What are data journals?
Data journals are publications whose primary purpose is to expose datasets by providing the infrastructure and scholarly reward opportunities that will encourage researchers, funders and data centre managers to share research data outputs.
Data journals have evolved from the more traditional journal model, that describe datasets including supplemental material that links to datasets. Data journals have more in common with those journals that publish articles or overlay papers that describe data, but take the concept a few steps further. Fundamentally, data journals seek to promote scientific accreditation and re-use, improve transparency of scientific method and results, support good data management practices and provide an accessible, permanent and resolvable route to the dataset.

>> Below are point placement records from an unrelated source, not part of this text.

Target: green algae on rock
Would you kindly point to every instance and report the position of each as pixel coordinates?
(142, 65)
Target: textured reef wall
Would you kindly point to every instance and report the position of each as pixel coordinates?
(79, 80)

Examples of data journals include:
- Geoscience Data Journal - published by Wiley and established in 2012
- Scientific Data - published by Nature and established in 2013
- Journal of Open Archaeology Data - published by Ubiquity and established in 2011
- Biodiversity Data Journal – published by Pensoft and established in 2013.

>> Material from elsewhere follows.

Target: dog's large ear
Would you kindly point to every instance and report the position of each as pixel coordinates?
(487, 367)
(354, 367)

A paper by Candela et al (2015) discusses data journals in depth and reviews over 100 data journals.
Why data journals?
As the primary purpose of data journals is to expose and share research data, this form of publishing may be of interest to researchers and data producers for whom data is a primary research output. It enables the author (or data producer) to focus on describing the data itself, rather than producing an extensive analysis of the data. In some cases, the publication cycle may be quicker than traditional journals, and where there is a requirement to deposit data in an "approved repository", long term curation and access to the data is assured.

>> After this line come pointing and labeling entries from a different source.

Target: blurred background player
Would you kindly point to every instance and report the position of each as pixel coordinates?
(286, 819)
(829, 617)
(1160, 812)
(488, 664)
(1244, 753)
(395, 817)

Publishing a data paper may be regarded as best practice in data management as it:
- includes an element of peer review of the dataset
- maximises opportunities for reuse of the dataset
- provides academic accreditation for data scientists as well as front-line researchers.
While individual publisher policies vary, it's worth noting that publishing data through a data journal does not necessarily prevent the publication of data analyses and research results in a traditional journal - along with a reference and links to the data journal paper. This provides readers with access to all relevant information about a piece of research and may result in citation of both the journal article and data paper.
Data journals, like traditional journals, have differing requirements for submission, review and publication. However, to give a sense of requirements for data journals and how they may differ from traditional journals, the following points are indicative:
- Depositing data: data may need to be deposited in an "approved repository" or with the journal itself. There may be restrictions or guidelines on file size and format as well as specific requirements for metadata or data description.
- Citation and identifiers: some data journals require that data be assigned a Digital Object Identifier (DOI) or other form of persistent identifier. There may also be a defined or recommended data citation format.
- Researcher profile: you may be asked to provide details of your research profile, organisation and affiliations.
- Copyright and licensing: in addition to copyright, you may also need to consider (and agree to) licensing and access conditions for the data to be published.
Formal publication and citation of data supports the recognition of research data as a first class research output. It also enables the generation of citation metrics for research data outputs. With products such as the Thomson Reuters Data Citation Index capturing data citation metrics, the potential for formal recognition and reward mechanisms based on data publishing is enhanced. ANDS is working with Thomson Reuters to enable direct feeds to and from Research Data Australia (RDA) in the DCI to show citations in RDA.
A number of data journals also support 'altmetrics', such as number of views, number of downloads, social media 'likes' and recommendations. These can be early indicators of the impact of data, before the long tail of formal citation metrics can be assessed.